Virtual Lab is the resource and lab configuration feature within VIRTEST, the system telecom test engineers use to define their physical lab environments, manage test equipment, and establish the connections between test beds and devices under test (DUT).
Before a test case can run, engineers need to declare what equipment exists in their lab, how it's connected, and what's available to schedule. Virtual Lab is that declaration layer, and in a platform serving labs with 400+ racks and dozens of concurrent test engineers, the UX of that layer matters enormously.
The existing Resources section had accumulated functionality over time without a coherent structure. Related settings lived in separate tabs, causing engineers to navigate back and forth to complete a single task. Equipment definitions were duplicated across views. And critically, there was no way to see the lab. Engineers configured connections in tables but had no visual representation of what those connections actually looked like in physical space.
For a platform whose entire purpose is simulating and testing real telecom environments, the absence of a visual topology view was a fundamental gap. Engineers were mentally mapping physical connections from rows of data, and making mistakes because of it.
Three problems to solve: restructure the information architecture, add visual topology, and simplify connection management without removing the depth power users needed.
The first task was restructuring the navigation. Related functionality was merged into logical groupings rather than leaving it scattered across independent tabs. The result was a two-tier structure:
- Definitions section - portable configurations that travel with the test setup: equipment definitions, testbed configurations, test line definitions. Things you define once and reuse.
- Lab Site section - physical instances and systems: the actual equipment in an actual location, with its actual connections. Things that are specific to a place.
This distinction, portable vs physical, resolved most of the navigation confusion. Engineers working on a new test setup go to Definitions. Engineers managing an active lab go to Lab Site. The tabs themselves now communicated their purpose.
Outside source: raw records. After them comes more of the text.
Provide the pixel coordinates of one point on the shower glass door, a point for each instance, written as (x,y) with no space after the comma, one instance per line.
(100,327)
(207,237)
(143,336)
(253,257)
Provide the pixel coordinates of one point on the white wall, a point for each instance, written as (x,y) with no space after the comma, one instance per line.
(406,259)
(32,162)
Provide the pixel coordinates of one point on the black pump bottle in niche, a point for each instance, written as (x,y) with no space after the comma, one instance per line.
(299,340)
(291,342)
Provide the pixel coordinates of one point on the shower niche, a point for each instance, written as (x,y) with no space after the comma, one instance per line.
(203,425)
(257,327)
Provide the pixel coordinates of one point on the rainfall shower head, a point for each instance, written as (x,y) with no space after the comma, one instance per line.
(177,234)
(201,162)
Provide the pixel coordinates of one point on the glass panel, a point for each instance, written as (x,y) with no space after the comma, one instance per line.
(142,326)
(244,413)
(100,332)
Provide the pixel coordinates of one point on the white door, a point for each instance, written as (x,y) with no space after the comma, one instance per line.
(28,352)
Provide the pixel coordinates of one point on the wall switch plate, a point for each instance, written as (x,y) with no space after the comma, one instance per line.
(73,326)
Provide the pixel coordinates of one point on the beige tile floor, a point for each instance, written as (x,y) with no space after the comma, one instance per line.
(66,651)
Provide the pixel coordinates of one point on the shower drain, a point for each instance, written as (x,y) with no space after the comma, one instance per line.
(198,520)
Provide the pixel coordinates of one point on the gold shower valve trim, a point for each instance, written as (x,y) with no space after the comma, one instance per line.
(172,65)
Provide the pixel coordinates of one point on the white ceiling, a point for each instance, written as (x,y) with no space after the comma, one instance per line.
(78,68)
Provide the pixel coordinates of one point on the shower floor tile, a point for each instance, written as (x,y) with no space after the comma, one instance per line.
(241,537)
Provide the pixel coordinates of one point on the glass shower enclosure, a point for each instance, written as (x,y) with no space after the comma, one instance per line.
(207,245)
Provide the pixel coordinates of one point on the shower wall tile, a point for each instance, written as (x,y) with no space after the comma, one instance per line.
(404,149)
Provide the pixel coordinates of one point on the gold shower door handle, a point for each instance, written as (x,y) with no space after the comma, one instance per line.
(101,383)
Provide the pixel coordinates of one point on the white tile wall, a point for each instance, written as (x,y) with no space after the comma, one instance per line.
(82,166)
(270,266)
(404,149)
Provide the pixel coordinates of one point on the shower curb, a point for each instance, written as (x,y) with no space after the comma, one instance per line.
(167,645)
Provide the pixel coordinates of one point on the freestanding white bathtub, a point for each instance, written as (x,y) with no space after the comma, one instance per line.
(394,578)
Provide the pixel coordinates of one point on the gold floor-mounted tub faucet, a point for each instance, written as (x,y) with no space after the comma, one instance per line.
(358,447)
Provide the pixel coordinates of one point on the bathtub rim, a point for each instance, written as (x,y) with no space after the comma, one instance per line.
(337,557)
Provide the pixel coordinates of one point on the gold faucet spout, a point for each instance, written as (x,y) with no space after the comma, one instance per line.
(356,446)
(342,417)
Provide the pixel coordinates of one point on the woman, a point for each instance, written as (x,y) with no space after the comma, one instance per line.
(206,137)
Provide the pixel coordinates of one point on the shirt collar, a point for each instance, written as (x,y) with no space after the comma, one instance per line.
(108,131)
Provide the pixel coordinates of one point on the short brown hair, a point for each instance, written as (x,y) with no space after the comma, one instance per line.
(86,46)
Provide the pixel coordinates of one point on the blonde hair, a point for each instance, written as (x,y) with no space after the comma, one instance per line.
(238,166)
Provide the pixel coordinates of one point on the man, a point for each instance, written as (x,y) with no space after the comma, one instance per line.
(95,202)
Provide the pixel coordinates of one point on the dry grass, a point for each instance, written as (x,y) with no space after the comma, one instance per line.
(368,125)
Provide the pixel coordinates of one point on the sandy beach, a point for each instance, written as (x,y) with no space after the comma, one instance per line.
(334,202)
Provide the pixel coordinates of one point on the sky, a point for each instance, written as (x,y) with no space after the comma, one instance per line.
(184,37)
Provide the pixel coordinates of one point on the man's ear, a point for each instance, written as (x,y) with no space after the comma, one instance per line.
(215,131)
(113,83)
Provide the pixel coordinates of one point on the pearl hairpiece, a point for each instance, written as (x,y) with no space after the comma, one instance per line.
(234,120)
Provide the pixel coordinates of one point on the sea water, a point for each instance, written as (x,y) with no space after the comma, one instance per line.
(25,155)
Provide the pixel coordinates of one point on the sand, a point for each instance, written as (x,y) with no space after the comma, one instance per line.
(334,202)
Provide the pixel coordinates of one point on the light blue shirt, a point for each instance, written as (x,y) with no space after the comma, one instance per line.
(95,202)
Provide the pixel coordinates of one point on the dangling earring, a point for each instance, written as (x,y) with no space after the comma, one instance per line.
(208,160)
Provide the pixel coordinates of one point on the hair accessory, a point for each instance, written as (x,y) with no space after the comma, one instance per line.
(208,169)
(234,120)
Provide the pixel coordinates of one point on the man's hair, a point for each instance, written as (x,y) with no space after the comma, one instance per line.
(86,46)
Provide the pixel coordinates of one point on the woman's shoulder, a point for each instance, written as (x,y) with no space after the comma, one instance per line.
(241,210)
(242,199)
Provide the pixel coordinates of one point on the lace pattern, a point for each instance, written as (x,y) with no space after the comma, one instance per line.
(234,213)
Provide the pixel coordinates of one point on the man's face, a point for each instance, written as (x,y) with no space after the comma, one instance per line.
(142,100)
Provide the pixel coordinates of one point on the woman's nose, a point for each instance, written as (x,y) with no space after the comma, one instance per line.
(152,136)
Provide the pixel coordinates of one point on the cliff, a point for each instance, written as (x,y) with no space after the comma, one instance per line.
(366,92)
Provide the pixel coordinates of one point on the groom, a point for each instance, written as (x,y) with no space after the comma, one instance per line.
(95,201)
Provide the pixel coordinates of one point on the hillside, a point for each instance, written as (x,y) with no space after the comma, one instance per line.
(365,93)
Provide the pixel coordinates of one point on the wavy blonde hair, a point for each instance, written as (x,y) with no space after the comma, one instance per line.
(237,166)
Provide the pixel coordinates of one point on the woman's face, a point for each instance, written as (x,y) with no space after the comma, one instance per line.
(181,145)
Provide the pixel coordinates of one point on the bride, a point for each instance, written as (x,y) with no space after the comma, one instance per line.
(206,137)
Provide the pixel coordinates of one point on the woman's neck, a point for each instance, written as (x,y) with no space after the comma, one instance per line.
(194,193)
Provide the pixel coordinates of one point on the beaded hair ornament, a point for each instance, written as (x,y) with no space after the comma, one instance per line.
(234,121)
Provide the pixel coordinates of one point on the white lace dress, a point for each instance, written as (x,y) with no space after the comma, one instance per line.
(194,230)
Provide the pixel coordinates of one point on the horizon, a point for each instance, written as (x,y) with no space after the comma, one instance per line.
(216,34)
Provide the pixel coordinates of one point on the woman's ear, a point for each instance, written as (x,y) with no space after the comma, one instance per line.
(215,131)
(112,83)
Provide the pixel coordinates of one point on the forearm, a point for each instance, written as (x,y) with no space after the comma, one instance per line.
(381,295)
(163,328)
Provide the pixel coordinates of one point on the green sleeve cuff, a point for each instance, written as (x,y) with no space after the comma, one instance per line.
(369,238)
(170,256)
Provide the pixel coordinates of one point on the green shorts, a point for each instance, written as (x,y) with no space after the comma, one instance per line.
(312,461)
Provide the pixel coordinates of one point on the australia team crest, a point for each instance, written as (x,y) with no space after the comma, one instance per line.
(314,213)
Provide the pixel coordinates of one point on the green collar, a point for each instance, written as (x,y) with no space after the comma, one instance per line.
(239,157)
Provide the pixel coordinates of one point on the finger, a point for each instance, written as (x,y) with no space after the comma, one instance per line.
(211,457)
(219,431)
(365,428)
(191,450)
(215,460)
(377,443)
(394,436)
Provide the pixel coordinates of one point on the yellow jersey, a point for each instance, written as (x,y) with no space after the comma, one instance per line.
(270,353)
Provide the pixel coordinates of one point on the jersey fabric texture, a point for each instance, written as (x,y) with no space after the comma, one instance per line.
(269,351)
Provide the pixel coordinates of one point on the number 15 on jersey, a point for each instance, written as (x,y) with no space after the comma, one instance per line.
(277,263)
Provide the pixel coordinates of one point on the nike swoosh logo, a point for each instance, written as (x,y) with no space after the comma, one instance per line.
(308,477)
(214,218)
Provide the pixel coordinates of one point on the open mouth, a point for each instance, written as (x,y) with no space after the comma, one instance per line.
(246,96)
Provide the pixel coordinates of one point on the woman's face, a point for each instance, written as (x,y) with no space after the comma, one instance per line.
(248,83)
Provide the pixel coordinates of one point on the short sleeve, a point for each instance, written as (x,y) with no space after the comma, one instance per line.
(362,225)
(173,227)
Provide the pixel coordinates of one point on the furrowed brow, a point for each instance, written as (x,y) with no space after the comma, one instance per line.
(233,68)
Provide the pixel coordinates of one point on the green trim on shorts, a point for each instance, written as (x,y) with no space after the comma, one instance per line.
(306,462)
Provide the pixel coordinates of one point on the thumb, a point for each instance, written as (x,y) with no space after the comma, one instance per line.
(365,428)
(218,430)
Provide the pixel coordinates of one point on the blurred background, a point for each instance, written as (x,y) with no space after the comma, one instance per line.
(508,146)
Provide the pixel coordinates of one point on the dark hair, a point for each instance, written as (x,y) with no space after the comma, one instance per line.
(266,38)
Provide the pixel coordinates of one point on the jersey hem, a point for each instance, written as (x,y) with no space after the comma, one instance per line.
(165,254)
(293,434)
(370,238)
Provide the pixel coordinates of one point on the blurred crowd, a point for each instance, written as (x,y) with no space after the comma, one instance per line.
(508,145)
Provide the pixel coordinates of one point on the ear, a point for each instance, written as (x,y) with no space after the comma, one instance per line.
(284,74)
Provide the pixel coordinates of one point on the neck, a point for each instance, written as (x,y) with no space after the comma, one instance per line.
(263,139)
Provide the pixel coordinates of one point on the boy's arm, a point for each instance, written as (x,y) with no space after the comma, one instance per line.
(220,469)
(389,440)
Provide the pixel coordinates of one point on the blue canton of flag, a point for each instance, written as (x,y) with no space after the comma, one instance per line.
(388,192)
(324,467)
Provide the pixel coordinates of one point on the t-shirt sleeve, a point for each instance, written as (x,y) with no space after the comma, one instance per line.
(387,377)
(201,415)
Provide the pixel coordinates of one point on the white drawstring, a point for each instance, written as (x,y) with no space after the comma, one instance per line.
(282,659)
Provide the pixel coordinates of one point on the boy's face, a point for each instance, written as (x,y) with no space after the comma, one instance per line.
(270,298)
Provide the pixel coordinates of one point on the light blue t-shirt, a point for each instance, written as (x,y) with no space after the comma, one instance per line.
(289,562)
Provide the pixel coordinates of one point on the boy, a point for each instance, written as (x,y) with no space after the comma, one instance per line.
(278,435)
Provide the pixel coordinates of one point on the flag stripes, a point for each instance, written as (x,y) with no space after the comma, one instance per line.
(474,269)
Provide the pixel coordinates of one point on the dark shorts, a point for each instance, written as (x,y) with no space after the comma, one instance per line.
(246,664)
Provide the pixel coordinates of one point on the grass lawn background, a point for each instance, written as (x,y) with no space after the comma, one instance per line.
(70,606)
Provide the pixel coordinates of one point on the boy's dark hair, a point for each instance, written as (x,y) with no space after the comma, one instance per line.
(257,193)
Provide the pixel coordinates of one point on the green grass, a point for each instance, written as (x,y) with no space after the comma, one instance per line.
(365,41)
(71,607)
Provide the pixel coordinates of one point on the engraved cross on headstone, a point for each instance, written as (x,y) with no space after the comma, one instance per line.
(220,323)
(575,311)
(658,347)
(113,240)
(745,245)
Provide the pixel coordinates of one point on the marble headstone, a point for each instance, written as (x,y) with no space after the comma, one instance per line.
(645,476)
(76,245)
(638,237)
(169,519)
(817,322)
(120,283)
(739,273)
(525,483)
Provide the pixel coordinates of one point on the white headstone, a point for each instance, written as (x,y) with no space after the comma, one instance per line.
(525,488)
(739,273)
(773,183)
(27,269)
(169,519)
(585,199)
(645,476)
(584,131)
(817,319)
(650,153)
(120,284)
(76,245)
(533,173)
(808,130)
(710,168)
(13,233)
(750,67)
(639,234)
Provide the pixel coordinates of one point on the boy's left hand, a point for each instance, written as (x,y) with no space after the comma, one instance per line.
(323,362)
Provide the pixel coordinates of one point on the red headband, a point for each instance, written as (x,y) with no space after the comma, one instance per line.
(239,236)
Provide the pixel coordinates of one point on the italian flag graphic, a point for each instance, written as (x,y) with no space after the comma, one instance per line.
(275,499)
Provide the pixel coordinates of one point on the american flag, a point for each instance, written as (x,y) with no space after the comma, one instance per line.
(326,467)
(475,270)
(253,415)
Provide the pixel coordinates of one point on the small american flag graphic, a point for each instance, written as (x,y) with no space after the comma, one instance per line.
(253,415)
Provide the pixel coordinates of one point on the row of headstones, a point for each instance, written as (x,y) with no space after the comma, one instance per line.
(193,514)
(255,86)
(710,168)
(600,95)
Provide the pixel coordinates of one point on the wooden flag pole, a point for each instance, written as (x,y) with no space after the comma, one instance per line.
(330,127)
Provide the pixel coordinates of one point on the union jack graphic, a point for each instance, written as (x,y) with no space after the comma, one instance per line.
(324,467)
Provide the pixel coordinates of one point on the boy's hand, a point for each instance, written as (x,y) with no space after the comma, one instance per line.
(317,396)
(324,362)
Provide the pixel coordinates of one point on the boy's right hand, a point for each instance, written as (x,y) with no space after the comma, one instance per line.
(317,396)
The topology view and table view serve different mental models, and different tasks. The design supports both, with a persistent toggle in the top right so engineers can switch without losing context.
Managing RF connections between equipment is the most technically dense task in Virtual Lab. Each connection has a name, an enabled/disabled state, a description, and two endpoints, each with their own connector type. In a lab with 6 TMS units connecting to 6 RU units with cross-routing (any TMS can connect to any RU via different RF ports), the permutations multiply quickly.
The solution was a Properties panel that slides in from the right when a system or connection is selected, keeping the topology visible behind it rather than replacing it. The panel shows:
- System metadata (name, type, description, connector types)
- All connections for that system, each expandable to show full endpoint detail
- Enable/disable toggle per connection, so engineers can temporarily disable a connection without deleting it
- Inline Add button to create a new connection from the same panel
The visual topology view positioned VIRTEST as a comprehensive lab management solution, the ability to see the physical lab rather than infer it from tables was a clear differentiator from competing platforms. Stakeholders identified this as one of the feature's strongest selling points during review.
The IA restructure delivered clearer user pathways through the platform. Engineers who previously needed to visit multiple tabs to complete a lab configuration task could complete the same task within a single section. Duplicate information entry was eliminated by linking Definitions to Lab Site instances rather than requiring engineers to re-enter shared properties.
The Properties panel pattern showing context alongside the topology rather than replacing was subsequently adopted as a platform-wide pattern in VIRTEST, applied to other features that needed to surface detail without losing spatial context.
"The topology view wasn't just a visual feature, it changed how engineers thought about their labs. Once they could see the connections, they stopped making routing errors they'd been making for years."
Visualization changes behavior, not just perception. Adding a topology view wasn't cosmetic, it fundamentally changed how engineers interacted with their lab configurations. Errors that were invisible in table form became immediately obvious in the diagram. The best UX improvement here wasn't a better form; it was showing the data differently.
Two mental models require two views. The instinct is to pick one canonical view and optimize it. The reality in enterprise tools is that different tasks require different data organizations. A topology is useless for bulk auditing; a table is useless for understanding physical routing. Supporting both isn't redundancy, it's recognizing that the same data serves different purposes.
Scalability has to be designed in from the start. A lab with 6 TMS units and 6 RU units is manageable in almost any design. A lab with 400+ racks is not. Every design decision, from the panel system to the expandable groups to the view toggle, was made with the large-lab case in mind, even when the demo always used Lab 1.